Despite worldwide criticism from the United Nations, United States, the European Union, Canada and others, Saudi Arabia’s supreme court has sentenced Badawi to 10 years in jail and 1,000 lashes, Ensaf Haidar, Badawi’s wife said on Sunday.
"This is a final decision that is irrevocable," Ensaf Haidar told AFP in a telephone interview from Canada. "This decision has shocked me,” she added.
Badawi had already received the first 50 of the 1,000 lashes in front of a mosque in the Red Sea city of Jeddah on January 9.
Amnesty International has described the punishment as “cruel and unjust” slamming it as a "dark day for freedom of expression."
"Blogging is not a crime and Raif Badawi is being punished merely for daring to exercise his right to freedom of expression,” said Philip Luther, Amnesty's Middle East and North Africa director.
The flogging might resume next week, according to Badawi’s wife.

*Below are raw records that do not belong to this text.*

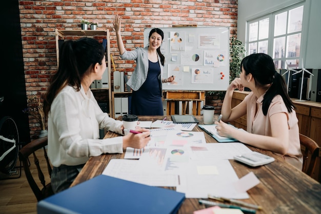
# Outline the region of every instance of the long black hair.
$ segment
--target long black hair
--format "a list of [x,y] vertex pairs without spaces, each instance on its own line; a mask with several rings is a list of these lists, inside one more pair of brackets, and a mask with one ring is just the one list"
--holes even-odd
[[275,71],[271,56],[265,53],[253,53],[243,59],[240,64],[241,70],[242,67],[247,75],[252,74],[256,85],[271,84],[262,101],[262,110],[265,115],[268,113],[272,99],[278,94],[282,97],[289,113],[295,108],[288,94],[285,81],[281,74]]
[[102,65],[105,51],[97,40],[82,37],[76,41],[67,40],[59,50],[59,67],[52,77],[44,103],[45,113],[48,114],[51,104],[58,93],[66,85],[79,91],[85,73],[96,63]]
[[[152,34],[155,32],[158,34],[159,34],[161,36],[162,36],[162,41],[163,41],[163,40],[164,39],[164,32],[163,32],[163,30],[161,30],[159,28],[152,29],[152,30],[151,30],[150,32],[149,32],[149,35],[148,36],[148,40],[149,40],[150,37],[152,36]],[[159,55],[159,57],[161,57],[161,63],[162,63],[162,65],[164,66],[164,63],[165,62],[165,57],[161,52],[161,46],[158,47],[158,48],[157,49],[157,52]]]

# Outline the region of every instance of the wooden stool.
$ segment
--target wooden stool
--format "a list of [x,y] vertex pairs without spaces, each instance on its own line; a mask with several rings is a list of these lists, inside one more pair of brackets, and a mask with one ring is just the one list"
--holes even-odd
[[[205,101],[205,91],[163,91],[163,98],[167,101],[167,115],[175,114],[177,104],[182,101],[182,114],[188,114],[190,108],[193,115],[200,115],[200,104]],[[192,102],[191,106],[189,105]]]

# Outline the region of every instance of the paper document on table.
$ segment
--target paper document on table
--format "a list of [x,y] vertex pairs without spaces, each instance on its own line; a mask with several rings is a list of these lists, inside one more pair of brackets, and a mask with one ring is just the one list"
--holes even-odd
[[150,173],[140,168],[136,160],[111,159],[103,174],[154,186],[176,186],[178,183],[177,174],[164,172]]
[[138,124],[138,126],[141,128],[150,128],[150,126],[152,125],[152,121],[139,121],[139,124]]
[[239,179],[228,160],[190,160],[179,173],[180,184],[176,191],[187,198],[207,198],[208,194],[236,199],[249,198],[239,192],[234,184]]
[[[148,144],[142,149],[135,149],[132,147],[126,148],[124,159],[139,159],[144,152],[148,152],[151,147],[164,147],[167,133],[169,130],[175,130],[173,128],[150,129],[151,140]],[[177,130],[179,131],[179,130]]]
[[197,123],[174,123],[173,121],[157,120],[152,123],[151,128],[173,128],[184,131],[191,131]]
[[234,157],[252,151],[242,143],[207,143],[192,147],[192,158],[197,160],[208,158],[233,160]]
[[125,154],[125,159],[139,159],[142,155],[148,152],[149,148],[164,148],[168,145],[183,146],[186,144],[206,144],[203,132],[183,131],[173,128],[150,129],[151,140],[142,149],[127,147]]
[[[233,128],[235,128],[235,129],[237,130],[242,130],[244,131],[246,131],[243,129],[238,128],[234,126],[232,124],[229,124],[231,126],[232,126]],[[217,142],[220,143],[225,143],[225,142],[237,142],[238,140],[230,138],[227,138],[225,137],[223,137],[220,135],[217,131],[216,130],[217,125],[211,124],[211,125],[198,125],[198,127],[202,129],[206,133],[212,136],[214,139],[215,139]]]

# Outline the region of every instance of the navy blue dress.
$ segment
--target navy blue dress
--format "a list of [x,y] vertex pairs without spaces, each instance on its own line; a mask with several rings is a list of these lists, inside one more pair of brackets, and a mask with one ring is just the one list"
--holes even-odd
[[137,115],[164,115],[158,62],[148,61],[148,73],[145,83],[132,94],[131,114]]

"I was optimistic that the advent of [the Muslim fasting month of] Ramadan and the arrival of a new king would bring a pardon for the prisoners of conscience, including my husband," she said.
Badawi is the co-founder of the Saudi Liberal Network Internet discussion group.
After criticising Saudi Arabia’s religious policies, he was arrested in June 2012 and the website was shut down by a court order.
The co-founder of the website, Suad al-Shammari, was also arrested but then released in February.
However Badawi and his lawyer Walid Abdulkhair remain behind bars.
Norwegian member of parliament Karin Andersen nominated Badawi and his lawyer for this year’s Nobel Peace Prize.
A huge campaign was launched by Badawi’s supporters on Twitter posting pictures along with the #blacklash hashtag.
Badawi's wife and three children have been granted asylum in Quebec, Canada.
Quebec's Immigration Minister Kathleen Weil said in March that her government would "continue its defence of Mr. Badawi," saying this was a "clear case of human rights violation."
"The kingdom does not accept any form of interference in [Saudi Arabia’s] internal affairs and rejects ... the attack on the independence of [the country’s] justice system," Saudi Arabia's ambassador to Canada, Naif Bin Bandir Al-Sudairy, complained officially in a letter sent to authorities in Canada.